Эвелина хочет задать вопрос, но в горло будто насыпали пуд соли. Она морщится, обхватывает руками шею и тщетно пытается сглотнуть.
Животное же как ни в чем не бывало разворачивается и устремляется куда-то вперед, бодро перебирая лапами. Ничего не остается делать, как идти за ним (точнее, если учесть разницу в размере шагов, бежать).
Краем глаза Эвелина отмечает, что никакой земли-то здесь и нет. Показалось или привиделось – уже не имеет значения, но вместо рыхлой почвы всюду чуть присыпанный свежим снегом слой льда. Что же тогда творилось в воде и как она умудрилась сюда добраться? Почему-то ответы на эти вопросы знать совершенно не хочется.
Конечно, это не Большая земля, потому что до нее плыть и плыть. Плотный белый туман скрывает размеры острова, но не может полностью скрыть виднеющуюся впереди постройку. И если она возведена руками человека, то это лучше, чем ничего. Вдруг внутри даже найдется еда, не говоря уже о теплой одежде или компасе.
Ноги продолжают передвигаться по инерции. Кажется, что остановишься всего на секунду, чтобы перевести дух, – и тут же намертво примерзнешь к ледяной корке под ногами.
– Что, чешешь? – спрашивает медведь, на ходу полуобернувшись, чтобы проверить, где Эвелина. Удостоверившись, что она все еще жива, животное чуть увеличивает темп.
Дверь в небольшой домик не заперта, и медведь уверенно подталкивает ее вперед черным носом. Внутри пахнет сыростью, но, сколько бы лет хижина ни пустовала, холод довольно хорошо справляется с сохранением истории. На полках разложены многочисленные приборчики непонятного назначения. Из знакомого – только барометр на стене. Да и то, судя по застывшей на «буря» стрелке, давно не работающий.
У единственного окна стоят стол и стул. На столе – куча пожелтевших бумаг, исписанных мелким убористым почерком.
– Ты здесь живешь, что ли? – хриплым, как у заправского курильщика, шепотом спрашивает Эвелина. Но обернувшись, понимает, что такая здоровенная махина попросту не может пролезть в дверной проем.
– Не, ну точно поехавшая, – комментирует медведь вместо ответа. – В общем, можешь здесь переночевать. Где-то в углу в коробках старые консервы. Надеюсь, не траванешься. Будет обидно переплыть Карское море и сдохнуть от протухшей тушенки.
Медведь уже почти исчез в белом тумане, когда Эвелина, спохватившись, бросает ему вслед:
– А что потом?
Трудно определить, она действительно слышит донесшееся с улицы «суп с котом» или ей только кажется.
В следующие несколько дней они с медведем сидят на отвесном берегу острова и смотрят на взволнованное море. Он рассказывает ей истории, и остается только догадываться, сколько в них правды.

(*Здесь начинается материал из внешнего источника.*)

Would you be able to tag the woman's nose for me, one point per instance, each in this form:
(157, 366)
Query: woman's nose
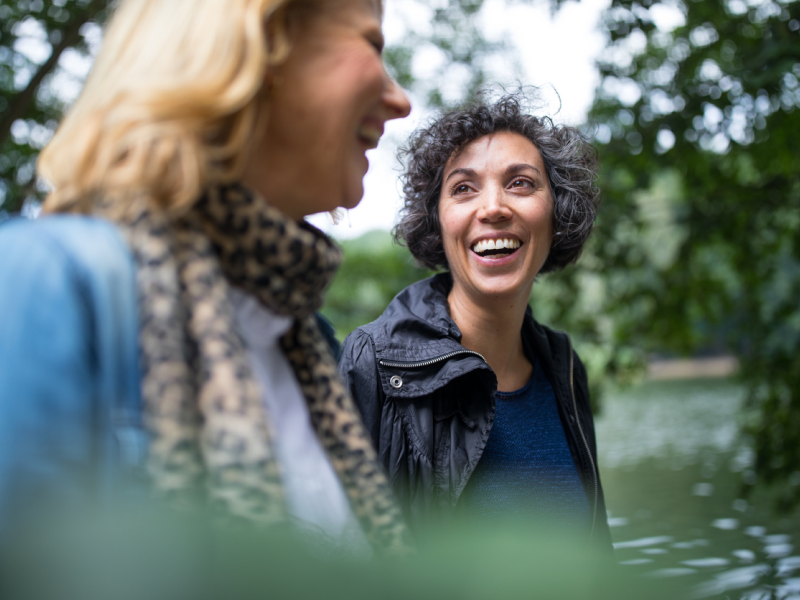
(395, 99)
(493, 206)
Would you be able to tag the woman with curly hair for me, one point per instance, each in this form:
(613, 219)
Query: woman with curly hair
(160, 319)
(474, 407)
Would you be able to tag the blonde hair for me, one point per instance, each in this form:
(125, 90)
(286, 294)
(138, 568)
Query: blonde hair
(171, 105)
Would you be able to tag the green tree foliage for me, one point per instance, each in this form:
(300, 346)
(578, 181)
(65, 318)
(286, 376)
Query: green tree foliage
(373, 271)
(699, 237)
(29, 107)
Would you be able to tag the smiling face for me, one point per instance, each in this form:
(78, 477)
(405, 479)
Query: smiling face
(329, 102)
(496, 216)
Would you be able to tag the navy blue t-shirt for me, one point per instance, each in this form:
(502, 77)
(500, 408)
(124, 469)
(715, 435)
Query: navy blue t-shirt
(526, 471)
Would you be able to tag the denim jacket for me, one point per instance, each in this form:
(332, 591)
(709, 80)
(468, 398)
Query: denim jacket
(70, 402)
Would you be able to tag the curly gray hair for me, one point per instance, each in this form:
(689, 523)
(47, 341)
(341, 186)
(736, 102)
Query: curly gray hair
(570, 162)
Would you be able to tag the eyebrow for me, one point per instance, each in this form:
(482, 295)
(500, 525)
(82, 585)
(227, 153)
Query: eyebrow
(512, 169)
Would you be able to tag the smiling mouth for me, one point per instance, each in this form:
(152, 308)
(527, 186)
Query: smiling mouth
(499, 248)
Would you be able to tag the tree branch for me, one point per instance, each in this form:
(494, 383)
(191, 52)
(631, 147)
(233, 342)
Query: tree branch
(20, 103)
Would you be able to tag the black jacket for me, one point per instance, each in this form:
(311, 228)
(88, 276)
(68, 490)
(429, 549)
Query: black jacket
(428, 402)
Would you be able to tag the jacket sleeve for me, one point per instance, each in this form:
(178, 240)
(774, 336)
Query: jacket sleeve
(46, 372)
(359, 372)
(602, 530)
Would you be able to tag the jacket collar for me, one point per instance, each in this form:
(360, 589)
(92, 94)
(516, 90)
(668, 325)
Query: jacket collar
(416, 327)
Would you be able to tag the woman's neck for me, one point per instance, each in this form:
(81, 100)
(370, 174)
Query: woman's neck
(493, 328)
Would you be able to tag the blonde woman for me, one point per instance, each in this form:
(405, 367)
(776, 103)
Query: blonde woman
(161, 315)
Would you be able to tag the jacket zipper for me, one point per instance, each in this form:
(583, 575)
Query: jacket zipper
(425, 363)
(583, 437)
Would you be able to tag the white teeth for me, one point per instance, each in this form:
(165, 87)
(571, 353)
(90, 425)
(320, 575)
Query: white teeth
(370, 134)
(484, 245)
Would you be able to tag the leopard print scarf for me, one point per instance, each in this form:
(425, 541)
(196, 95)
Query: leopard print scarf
(203, 407)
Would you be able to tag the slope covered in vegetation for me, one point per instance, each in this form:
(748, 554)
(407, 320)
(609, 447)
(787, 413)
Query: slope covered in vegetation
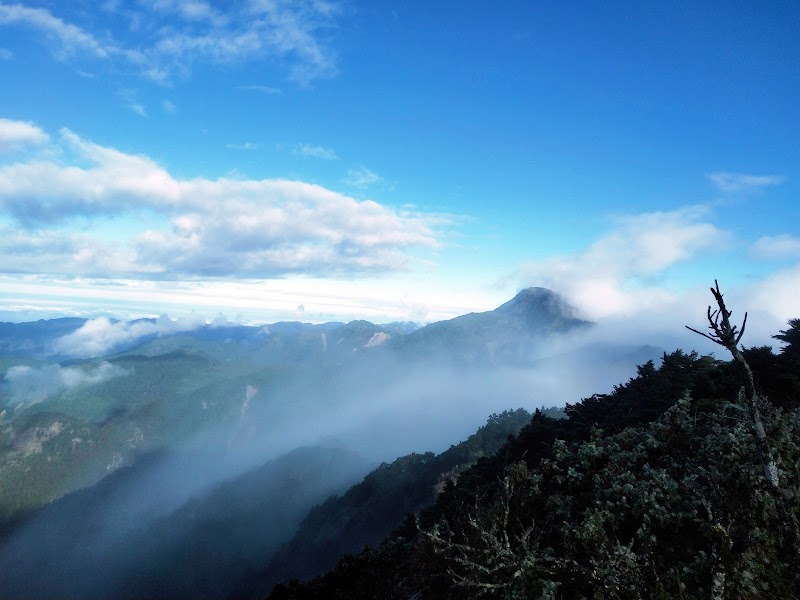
(656, 490)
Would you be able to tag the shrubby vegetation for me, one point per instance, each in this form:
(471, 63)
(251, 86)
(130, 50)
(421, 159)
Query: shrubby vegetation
(378, 504)
(656, 490)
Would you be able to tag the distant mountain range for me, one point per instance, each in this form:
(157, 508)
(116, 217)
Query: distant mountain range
(510, 334)
(215, 401)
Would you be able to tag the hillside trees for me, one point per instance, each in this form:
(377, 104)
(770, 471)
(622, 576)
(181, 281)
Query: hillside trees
(663, 488)
(727, 336)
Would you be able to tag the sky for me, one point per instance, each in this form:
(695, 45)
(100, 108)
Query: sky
(321, 160)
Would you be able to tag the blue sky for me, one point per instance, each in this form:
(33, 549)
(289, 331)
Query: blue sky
(319, 160)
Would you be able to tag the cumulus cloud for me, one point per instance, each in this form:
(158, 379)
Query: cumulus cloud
(100, 336)
(777, 246)
(614, 275)
(312, 151)
(737, 183)
(16, 134)
(34, 384)
(165, 38)
(253, 228)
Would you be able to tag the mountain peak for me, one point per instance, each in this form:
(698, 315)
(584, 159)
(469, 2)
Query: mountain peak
(542, 305)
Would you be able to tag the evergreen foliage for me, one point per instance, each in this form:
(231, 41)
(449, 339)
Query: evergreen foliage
(656, 490)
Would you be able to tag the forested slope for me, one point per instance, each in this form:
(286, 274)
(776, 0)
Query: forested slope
(656, 490)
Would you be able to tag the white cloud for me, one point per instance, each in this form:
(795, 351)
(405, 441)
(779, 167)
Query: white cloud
(261, 89)
(361, 178)
(232, 32)
(100, 336)
(244, 146)
(614, 275)
(777, 295)
(313, 151)
(737, 183)
(68, 38)
(34, 384)
(777, 246)
(252, 228)
(14, 134)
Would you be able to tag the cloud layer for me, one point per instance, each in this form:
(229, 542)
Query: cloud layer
(615, 274)
(34, 384)
(100, 336)
(204, 228)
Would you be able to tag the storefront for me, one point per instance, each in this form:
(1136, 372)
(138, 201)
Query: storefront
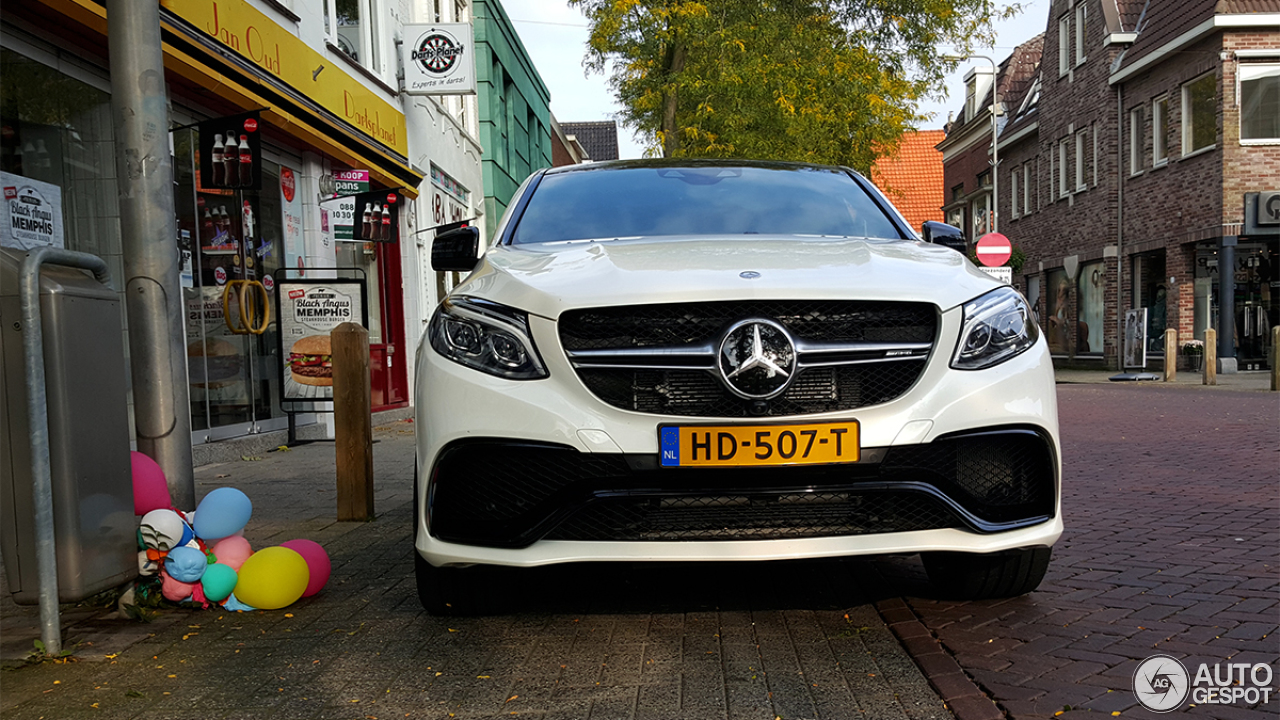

Одна из них про него. Точнее, медведь не говорит, что про него, но по тоске в черных глазах Эвелина все понимает.
Когда-то давно, когда медведь только пришел на эти земли, он не знал, как ему кормиться. Он был первым медведем, так что у него не было матери, которая бы смогла его всему обучить. Какое-то время он просто бродил по льдам, пока не почувствовал острый голод, цепью сжавший его желудок. Тогда, как по волшебству, медведь впервые за долгое время повстречал другое живое существо. Это был лис.
– Я знаю эту сказку. Это про то, как медведь потерял хвост, а лис съел всю рыбу, – разочарованно протягивает Эвелина.
Но медведь обрывает ее:
– Ты можешь хоть на секунду заткнуться? Наслушалась всяких человеческих выдумок и думает, что знает все на свете.
Какое-то время он еще дуется, но затем продолжает.
Лис и вправду взялся обучить медведя рыбной ловле. Он показал свой белоснежный пушистый хвост и сказал, что нужно только-то и всего, что опустить его в море и ждать, пока добыча сама клюнет.
Медведь поначалу не поверил, но Лис принялся убеждать товарища, что это самая что ни на есть правда и он ему это непременно докажет.
На следующее утро лис растормошил оставленный путешественниками мешок рыбы, которую они ловили всю неделю. Медведь был тут как тут: смотрел и удивлялся, как ловко да как быстро лис столько рыбы добыл. Да тут к тому же снова голод взыграл, и медведь решил, что пора действовать.
– …он опустил свой хвост в море, а его кто-то откусил. Знаю я, говорила же, – вновь встревает Эвелина.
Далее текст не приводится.